Injúria racial denunciada à PPl não resulta em indiciamento, revelam relatórios. Casos preocupantes trazem à tona a necessidade de aprimorar leis antidiscriminatórias.

Uma pesquisa realizada pelo Ministério Público Federal (MPF) revelou que a maioria dos casos de injúria racial denunciados à Polícia Federal entre 2000 e 2021 não resultaram em indiciamento. Segundo o estudo, 90% dos casos de injúria racial foram concluídos sem nenhuma medida efetiva. Além disso, os dados mostram que a proporção é ainda maior nos casos de discriminação e preconceito racial ou religioso, chegando a 92%, e nas denúncias de preconceito e discriminação em publicações, com índice de 94%.

A pesquisa foi realizada por um grupo de trabalho criado pelo MPF para analisar o racismo na atividade policial federal.

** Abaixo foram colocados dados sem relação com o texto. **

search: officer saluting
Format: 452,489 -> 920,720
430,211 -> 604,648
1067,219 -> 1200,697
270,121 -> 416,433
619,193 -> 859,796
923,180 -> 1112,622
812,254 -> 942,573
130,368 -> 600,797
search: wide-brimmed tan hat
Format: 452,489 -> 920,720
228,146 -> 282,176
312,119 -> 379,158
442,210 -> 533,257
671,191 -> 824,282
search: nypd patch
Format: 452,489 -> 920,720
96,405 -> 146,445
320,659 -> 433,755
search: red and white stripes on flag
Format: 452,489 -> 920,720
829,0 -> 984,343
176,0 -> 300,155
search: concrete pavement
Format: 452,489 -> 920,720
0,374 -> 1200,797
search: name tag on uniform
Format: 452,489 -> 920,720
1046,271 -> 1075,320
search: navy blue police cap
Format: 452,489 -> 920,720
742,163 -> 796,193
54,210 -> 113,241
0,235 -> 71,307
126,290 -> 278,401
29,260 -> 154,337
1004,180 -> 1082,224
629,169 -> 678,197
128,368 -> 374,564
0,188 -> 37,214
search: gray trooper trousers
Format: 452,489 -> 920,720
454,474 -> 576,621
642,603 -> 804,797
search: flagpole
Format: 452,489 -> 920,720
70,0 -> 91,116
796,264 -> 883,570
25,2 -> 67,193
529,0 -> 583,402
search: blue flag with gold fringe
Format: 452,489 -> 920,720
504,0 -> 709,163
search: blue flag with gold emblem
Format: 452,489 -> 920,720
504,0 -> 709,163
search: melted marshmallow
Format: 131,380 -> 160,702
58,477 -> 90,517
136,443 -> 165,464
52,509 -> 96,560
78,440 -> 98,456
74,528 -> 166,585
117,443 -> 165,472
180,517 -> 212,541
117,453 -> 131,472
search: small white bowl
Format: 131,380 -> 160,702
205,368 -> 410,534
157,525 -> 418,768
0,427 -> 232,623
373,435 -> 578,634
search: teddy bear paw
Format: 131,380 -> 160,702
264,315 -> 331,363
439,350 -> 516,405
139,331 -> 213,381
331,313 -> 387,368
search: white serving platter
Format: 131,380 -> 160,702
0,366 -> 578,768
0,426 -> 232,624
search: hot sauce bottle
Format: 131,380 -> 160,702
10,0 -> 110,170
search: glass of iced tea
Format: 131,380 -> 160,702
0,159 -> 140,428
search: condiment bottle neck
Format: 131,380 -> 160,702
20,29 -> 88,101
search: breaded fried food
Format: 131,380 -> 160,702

Os pesquisadores buscaram investigar a relação entre a formação policial, a composição das forças e os resultados no enfrentamento desses crimes, levantando possíveis indícios de viés racial por parte dos agentes.

No entanto, os pesquisadores encontraram algumas lacunas nas informações obtidas. Por exemplo, 66% das pessoas detidas pela Polícia Rodoviária Federal (PRF) entre 2017 e 2022 não tiveram seu perfil étnico-racial informado. Além disso, não foi informado o perfil das 66 pessoas mortas por agentes da PRF no mesmo período, sendo que 23 delas ocorreram apenas no estado do Rio de Janeiro.

A pesquisadora Jacqueline Sinhoreto, da Universidade Federal de São Carlos, destacou a necessidade de aprimoramento na coleta de dados primários e nos protocolos de investigação. Segundo ela, é fundamental a adoção de protocolos e rotinas de coleta, armazenamento e disponibilização dos dados sobre as ações policiais. Além disso, ela ressaltou a importância de melhorar o treinamento policial e os protocolos de operação no combate ao racismo, à injúria racial e à tortura por questões raciais.

O estudo também revelou que a formação dos agentes possui uma baixa carga horária dedicada aos direitos humanos. Enquanto 150 horas são dedicadas a aulas de tiro e armamentos na PRF, apenas seis abordam o tema dos direitos humanos. Segundo a policial rodoviária Páris Barbosa, que integrou o grupo de trabalho, é necessário equilibrar o currículo dessas disciplinas para enfrentar a reprodução institucional do racismo.

Em relação à distribuição racial entre os agentes penais federais, o estudo identificou que há equilíbrio entre brancos e negros. No entanto, na PRF, o número de agentes brancos é mais de duas vezes maior que o de pardos e pretos. Além disso, na Polícia Federal, a maioria dos servidores em cargos de chefia são brancos, enquanto pardos e pretos representam apenas 27,1%. A PRF e a Polícia Federal foram questionadas sobre os baixos índices de indiciamento por crimes raciais, mas ainda não forneceram resposta.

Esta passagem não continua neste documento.